The United Nations Convention on Genocide defines genocide as “acts committed with intent to destroy, in whole or in part, a national, ethnical, racial or religious group.” These acts include: “Killing … causing serious bodily or mental harm … deliberately inflicting on the group conditions of life calculated to bring about its physical destruction … imposing measures intended to prevent births … (and) forcibly transferring children.”
Independent observers all agree that the military leaders of Buddhist-majority Burma are committing genocide against the persecuted Rohingyas, a Muslim minority group.
Investigators commissioned by the State Department have assembled 15,000 pages of evidence of killings, gang rapes, villages set on fire and children tossed into rivers and fires.
The atrocities have only subsided in recent months because the vast majority of the Rohingyas – nearly 1 million people – have fled across the border into exile in neighboring Bangladesh, where they huddle in sweltering refugee camps.
Despite this record, the U.S. has so far avoided labeling what has taken place in Burma a “genocide.” Instead, our government prefers the term “ethnic cleansing,” which carries far less weight and makes it harder to impose sanctions on the responsible Burmese government officials.
In the debate over the content of an upcoming speech by Secretary of State Mike Pompeo on the Rohingya issue, it’s clear that the issue of whether or not to use the term “genocide” is a leading bone of contention.
A leaked draft of Pompeo’s remarks includes the bracketed phrase “hold for determination” in the part of the speech that describes what happened in Burma, Politico reported.
The U.S. has had an ambivalent relationship with Burma over the years. Along with the rest of the world, the U.S. welcomed news that the nation’s military rulers began liberalizing their rule a few years ago.

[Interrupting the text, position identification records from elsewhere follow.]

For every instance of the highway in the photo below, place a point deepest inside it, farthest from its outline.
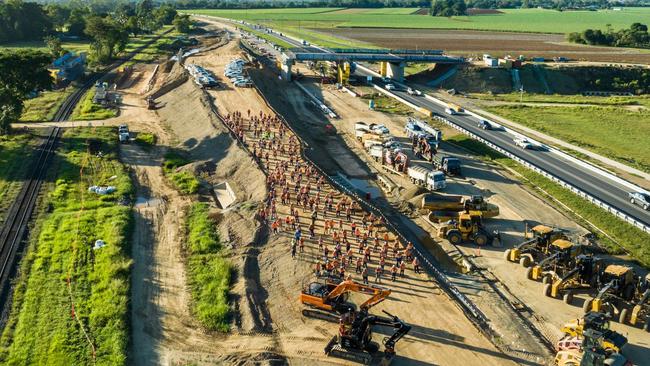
(607, 190)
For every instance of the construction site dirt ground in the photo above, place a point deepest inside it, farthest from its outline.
(440, 336)
(268, 326)
(519, 209)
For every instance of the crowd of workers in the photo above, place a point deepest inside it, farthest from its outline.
(346, 237)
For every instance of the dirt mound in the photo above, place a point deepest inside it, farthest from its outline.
(474, 79)
(204, 167)
(417, 200)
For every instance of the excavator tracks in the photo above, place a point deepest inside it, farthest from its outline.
(322, 315)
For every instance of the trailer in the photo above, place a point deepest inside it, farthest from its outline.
(430, 179)
(447, 164)
(376, 151)
(416, 127)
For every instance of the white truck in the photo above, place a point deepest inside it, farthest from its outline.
(431, 179)
(414, 92)
(123, 134)
(416, 127)
(376, 151)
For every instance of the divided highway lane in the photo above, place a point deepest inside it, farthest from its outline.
(606, 190)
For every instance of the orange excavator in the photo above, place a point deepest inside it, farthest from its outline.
(328, 300)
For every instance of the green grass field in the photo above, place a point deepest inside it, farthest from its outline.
(209, 273)
(518, 20)
(613, 132)
(15, 157)
(44, 107)
(62, 272)
(643, 100)
(86, 110)
(77, 46)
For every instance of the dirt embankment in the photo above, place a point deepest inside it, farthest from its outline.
(164, 331)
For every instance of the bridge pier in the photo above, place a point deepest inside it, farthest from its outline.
(393, 70)
(285, 69)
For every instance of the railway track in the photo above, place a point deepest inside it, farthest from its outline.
(14, 229)
(66, 109)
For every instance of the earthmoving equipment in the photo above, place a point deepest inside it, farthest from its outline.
(560, 259)
(354, 341)
(623, 294)
(398, 161)
(590, 353)
(325, 300)
(583, 277)
(611, 341)
(343, 72)
(430, 179)
(531, 250)
(446, 207)
(447, 164)
(151, 103)
(468, 227)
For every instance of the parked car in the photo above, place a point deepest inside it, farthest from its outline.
(484, 124)
(380, 129)
(523, 143)
(641, 199)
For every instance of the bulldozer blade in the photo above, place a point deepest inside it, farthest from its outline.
(330, 345)
(387, 359)
(323, 315)
(350, 355)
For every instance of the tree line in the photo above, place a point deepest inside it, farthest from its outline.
(107, 27)
(24, 71)
(636, 36)
(449, 8)
(265, 4)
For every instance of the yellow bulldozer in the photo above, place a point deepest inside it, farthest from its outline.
(611, 341)
(536, 248)
(467, 228)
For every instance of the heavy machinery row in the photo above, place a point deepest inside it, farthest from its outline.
(565, 268)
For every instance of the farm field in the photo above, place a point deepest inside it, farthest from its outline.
(617, 133)
(516, 20)
(640, 100)
(70, 302)
(476, 43)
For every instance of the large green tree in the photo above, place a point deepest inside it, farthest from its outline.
(108, 37)
(183, 23)
(21, 72)
(448, 8)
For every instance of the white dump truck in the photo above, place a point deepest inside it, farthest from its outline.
(431, 179)
(376, 151)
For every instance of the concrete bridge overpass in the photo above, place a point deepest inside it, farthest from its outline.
(392, 61)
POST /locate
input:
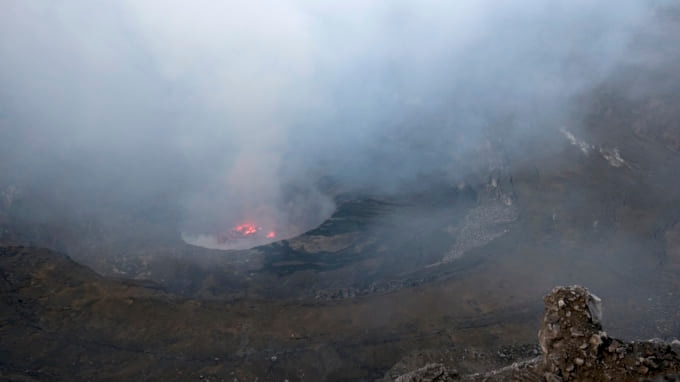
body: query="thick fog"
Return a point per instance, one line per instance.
(236, 111)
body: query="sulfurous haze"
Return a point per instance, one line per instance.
(234, 112)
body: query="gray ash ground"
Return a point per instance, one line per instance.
(452, 274)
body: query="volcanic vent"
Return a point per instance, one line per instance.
(253, 227)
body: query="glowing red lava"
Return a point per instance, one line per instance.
(243, 230)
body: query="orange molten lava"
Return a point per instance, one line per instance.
(247, 229)
(244, 230)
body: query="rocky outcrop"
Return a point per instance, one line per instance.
(576, 348)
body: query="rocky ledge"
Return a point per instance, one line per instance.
(575, 348)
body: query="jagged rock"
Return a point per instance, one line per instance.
(432, 372)
(576, 348)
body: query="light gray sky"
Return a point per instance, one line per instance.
(236, 107)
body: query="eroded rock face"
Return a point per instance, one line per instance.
(571, 336)
(576, 348)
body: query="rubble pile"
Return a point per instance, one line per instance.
(576, 348)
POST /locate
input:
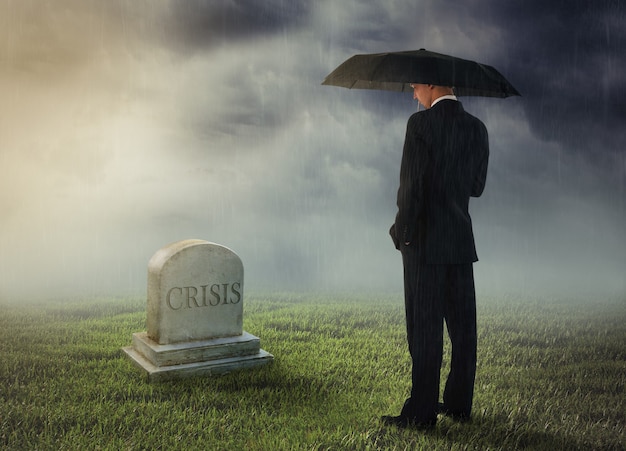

In 2016, dissident leader and Nobel Prize winner Aung San Suu-Kyi was released from house arrest and led her party to victory in elections that year. The Obama administration then lifted most sanctions on the country just before it left office.
But there was a catch. The military-written Burmese constitution cements its control over the armed forces, prevents Sun-Kyi from becoming president or prime minister, and gives the generals in dark glasses enough seats in parliament to prevent changes in the constitution.
Consequently, military leaders have with the assurance they needed to drive the hated Rohingyas out of the country. So far, the U.S. has responded by only issuing economic sanctions against a single Burmese general who actively led the repression.
The debate inside the Trump administration over what to do about Burma is tied up its concern that further sanctions will push the country’s military leaders to step up ties with China and cut the country’s new economic ties to the West.
State Department legal officials still aren’t convinced that the evidence the military fully planned the systematic repression of the Rohingyas is ironclad. Such concerns are understandable, but there is a history here that compels the U.S. government to take action.
A quarter century ago, the Clinton administration had to deal with reports that hundreds of thousands of Rwandans were being massacred in that country. Clinton administration officials studiously avoided using the term “genocide” to describe what happened, because as a then-secret memo said doing so might compel the U.S. to “actually ‘do something.’”
No one is asking or expecting the United States to intervene in Burma now. But it’s important that America not avoid uncomfortable or inconvenient language in describing the atrocities in Burma for what they are – genocide.
Sam Brownback, President Trump’s ambassador-at-large for religious freedom, put it best when he said: “We have to start calling it what it is. This is religious cleansing. It would not be happening were these people not Muslim. If they were Buddhists, in all likelihood this would not be happening today.”
The outcome of the battle over the language to be used in Secretary Pompeo’s speech on Myanmar will soon be revealed. For moral, humanitarian and even legal reasons it’s important the U.S. avoid “diplospeak” and properly label what has happened to the Rohingyas as genocide.
George Orwell, the author of the novel “1984,” long ago warned of how our thought and society itself is undermined when we debase the language and employ euphemisms. On the issue of what is going on in Burma, America must speak clearly, succinctly and with no ambiguity.